Typical dermoscopic evolution of irradiated basal cell carcinoma presents as progressing edema from pathological tumor vessels, with their subsequent erosion and destruction. At first, the amount of crust increases, but then diminishes, the number of structureless areas is reduced, and erythema dominates the vicinity [9]. In a previous pioneering study conducted by Navarrete-Dechent et al., [20] patients treated with brachytherapy were followed by dermoscopy, reflectance confocal microscopy, and ultrasound imaging. Dermoscopic follow-up showed diminishing numbers of arborizing vessels and a gradual increase of white color [20]. Our recent findings are consistent with this report where irradiated areas were dominated by large white structureless zones with short monomorphous vessels (Figs. 1 and 3). Dermoscopy was also proven to be a highly sensitive tool for detecting relapse or residual BCC. In the literature searched, dermoscopic monitoring of treated BCC was reported in topical non-ablative therapies. Apalla and colleagues [22] observed patients with BCCs treated topically with imiquimod or methylaminolaevulinate photodynamic therapy (PDT) and checked them 3 and 12 months after therapy. All patients with positive dermoscopic BCC features were biopsy positive. Furthermore, despite the different treatment, dermoscopic images of a cancer-free area resembles the post brachytherapy tumor bed, with the presence of large whitish areas representing upper dermal fibrosis and short, fine telangiectases; the superficial vascular plexus is more visible with post-treatment atrophy. Apalla et al. [22] also described the persistence of ovoid globular structures as markers of BCC early relapse. Aguilar and colleagues [23] indicated dermoscopic failure patterns among patients treated with imiquimod as another example of non-invasive treatment. The presence of arborizing telangiectasia, blue-gray ovoid nests, ulceration, perpendicular white lines (chrysalis) and white-red structureless areas correlated with poor response of the treated tumor. In the dermoscopic observation described by Husein El-Ahmed et al. [24] ulceration and neovascularization were the first dermoscopic features cleared, followed by blue-grey globules, leaf-like areas and large blue-grey ovoid nests, in the course of imiquimod topical therapy [24]. The authors correlated this with the depth of invasion and noticed that structures closer to the surface respond first [24].

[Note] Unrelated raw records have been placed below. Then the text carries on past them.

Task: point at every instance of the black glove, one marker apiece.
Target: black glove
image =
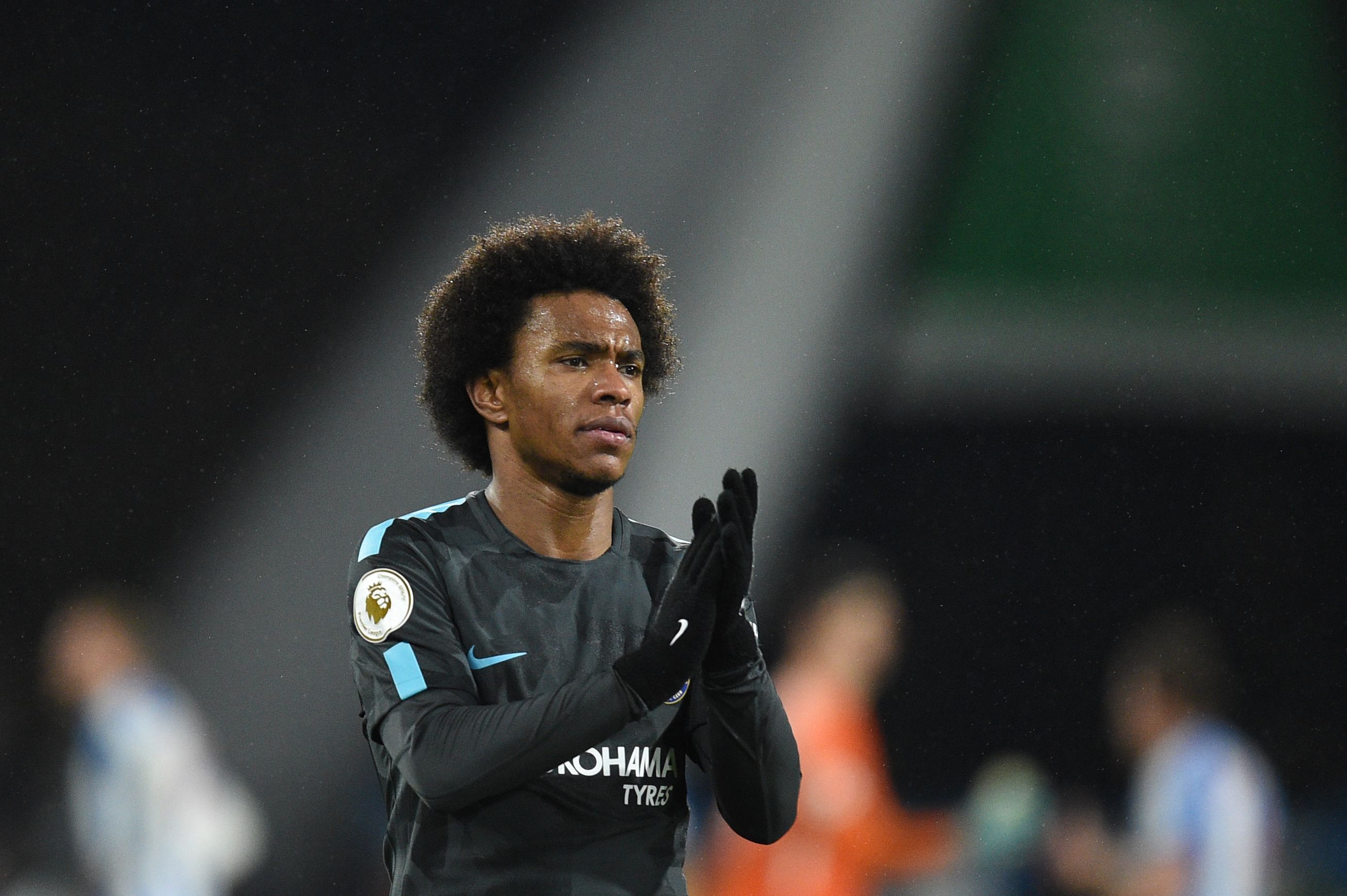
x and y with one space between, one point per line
734 639
682 620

Our present study showed no clinical or dermoscopic tumor persistence after 24 weeks after brachytherapy, nor any of the dermoscopic structures indicating potential residual disease presented above. Ionizing radiation as opposed to topical BCC therapies, including imiquimod or PDT, penetrates much deeper from the first dose to the depth planned by the radiologist [7]. Therefore, we observed much faster reduction of dermoscopic features, followed by ulceration in the tumor bed, than in previous studies [24].

Of interest will be the long-term clinical and dermoscopic observation at the 5-year evaluation in the context of potential recurrence or manifestation of residual disease features.

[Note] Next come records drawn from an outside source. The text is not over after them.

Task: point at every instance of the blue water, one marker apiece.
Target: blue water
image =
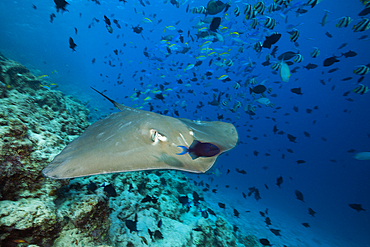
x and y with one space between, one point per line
330 179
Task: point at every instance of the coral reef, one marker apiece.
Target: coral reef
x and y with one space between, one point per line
157 208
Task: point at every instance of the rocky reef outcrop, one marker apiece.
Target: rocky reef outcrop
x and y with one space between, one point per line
147 208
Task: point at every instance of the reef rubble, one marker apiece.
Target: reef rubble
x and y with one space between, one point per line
157 208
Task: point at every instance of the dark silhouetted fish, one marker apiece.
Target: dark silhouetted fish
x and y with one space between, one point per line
72 44
310 66
311 212
264 242
110 190
236 213
215 24
296 90
132 224
270 40
279 181
292 138
299 195
349 54
92 186
305 224
61 5
275 231
240 171
357 207
330 61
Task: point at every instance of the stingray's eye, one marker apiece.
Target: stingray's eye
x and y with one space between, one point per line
191 132
156 136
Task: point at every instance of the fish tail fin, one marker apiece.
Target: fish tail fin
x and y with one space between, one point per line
184 150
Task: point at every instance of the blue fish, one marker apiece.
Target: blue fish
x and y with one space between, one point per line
198 149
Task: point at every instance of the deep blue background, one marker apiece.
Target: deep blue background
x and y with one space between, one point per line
27 36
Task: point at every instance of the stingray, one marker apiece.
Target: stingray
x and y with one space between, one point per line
138 140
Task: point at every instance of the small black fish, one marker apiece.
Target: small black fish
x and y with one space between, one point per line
296 90
279 181
137 29
148 198
275 231
92 186
72 44
328 35
240 171
215 24
52 16
264 242
110 190
210 211
236 213
357 207
270 40
268 221
158 235
159 223
305 224
132 224
310 66
300 162
292 138
299 195
61 5
184 200
349 54
347 79
330 61
287 55
311 212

Other non-invasive diagnostic techniques are also valuable tools in diagnosis and post-treatment observation of BCCs. Optical coherence tomography (OCT) was proven to be a highly sensitive and specific diagnostic tool for BCC detection [25], while reflectance confocal microscopy (RCM) was described as superior to dermoscopy in treatment monitoring of BCC after radiotherapy [20]. Both methods were combined into a single diagnostic tool [26] that can further increase early detection of relapses. In this study, dermoscopic observations were not cross-referenced with OCT or RCM, which is a limitation of this study.

Conclusion

Dermoscopy is an efficient observational, easy-to-perform diagnostic method in the close-up monitoring and evaluation of BCC treated with HDR brachytherapy. Changes in clinical observations correlate with the dermoscopic evolution of radiation dermatitis and tumor destruction.